M. Sentissi appelle le gouvernement à intervenir pour protéger les citoyens souffrant de la cherté de la vie et du carburant

Saliha Boujraf

Le Président du Groupe Haraki à la Chambre des Représentants, M. Driss Sentissi, a affirmé l’échec du Plan Maroc Vert à atteindre ses objectifs, soulignant son incapacité à réaliser la sécurité alimentaire.

Commentant la réponse du ministre de l’Agriculture, de la Pêche maritime, du Développement rural et des Eaux et Forêts, M. Mohamed Sadiki, à une question sur la saison agricole en cours, présentée par le Groupe Haraki à la Chambre des Représentants, lundi dernier lors de la séance des questions orales, M. Sentissi a affirmé « il y a un dysfonctionnement (..) 15 milliards de DH ont été dépensés dans le cadre du Plan Maroc Vert et nous avons attendu 14 à 15 ans pour réaliser la sécurité alimentaire des citoyens, mais le prix des poivrons a atteint 25 DH le kilogramme ».

Le Président du Groupe Haraki à la Chambre des Représentants a poursuivi de manière sarcastique en déclarant « ne dites pas que la hausse du prix du poivron est le résultat de la guerre ukraino-russe. Bien sûr que non, car le poivron est produit au Maroc ».

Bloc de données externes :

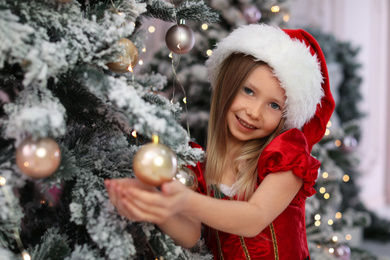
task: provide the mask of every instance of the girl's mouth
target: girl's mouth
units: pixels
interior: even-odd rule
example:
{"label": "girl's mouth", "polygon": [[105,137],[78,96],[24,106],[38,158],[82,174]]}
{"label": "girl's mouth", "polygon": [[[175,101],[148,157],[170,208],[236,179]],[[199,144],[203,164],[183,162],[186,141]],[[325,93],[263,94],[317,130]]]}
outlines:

M. Sentissi a ajouté « nous avons déployé le Plan Maroc Vert pour maîtriser les prix des légumes et des fruits ».

M. Sentissi, qui a souligné que la ministre de l’Economie et des Finances a affirmé en réponse à sa question écrite qu’elle avait suspendu les droits de douane sur les importations de denrées alimentaires en novembre 2021, s’est interrogé si le gouvernement pouvait geler les droits de douane et les taxes, alors qui l’empêcherait de les geler sur le carburant (..) Les gens souffrent ».

Il a poursuivi « le gouvernement peut reporter la perception de ces droits et taxes et reporter même les investissements, mais la souffrance des citoyens du fait de la flambée des prix ne peut pas être reportée ».

Le Président du Groupe Haraki à la Chambre des Représentants a indiqué que les petits et moyens agriculteurs sont les plus affectés, précisant que « le soutien exceptionnel alloué aux agriculteurs affectés par la sécheresse, fixé à 10 milliards de DH, n’est pas suffisant. Certes, ce montant semble important, mais il ne faudrait pas oublier que 6 milliards de DH ont été consacrés au traitement des crédits bancaires, un milliard de DH pour l’assurance. Il n’en reste que 3 milliards DH, ce qui a donné lieu à l’attribution de 2 à 3 sacs d’orge aux agriculteurs, ce qui n’est pas suffisant.

M. Sentissi a conclu son intervention en soulignant la nécessité pour le gouvernement d’intervenir pour mettre fin à la flambée des prix des biens de consommation et des carburants, qui enflamme les poches des citoyens et menace leur pouvoir d’achat.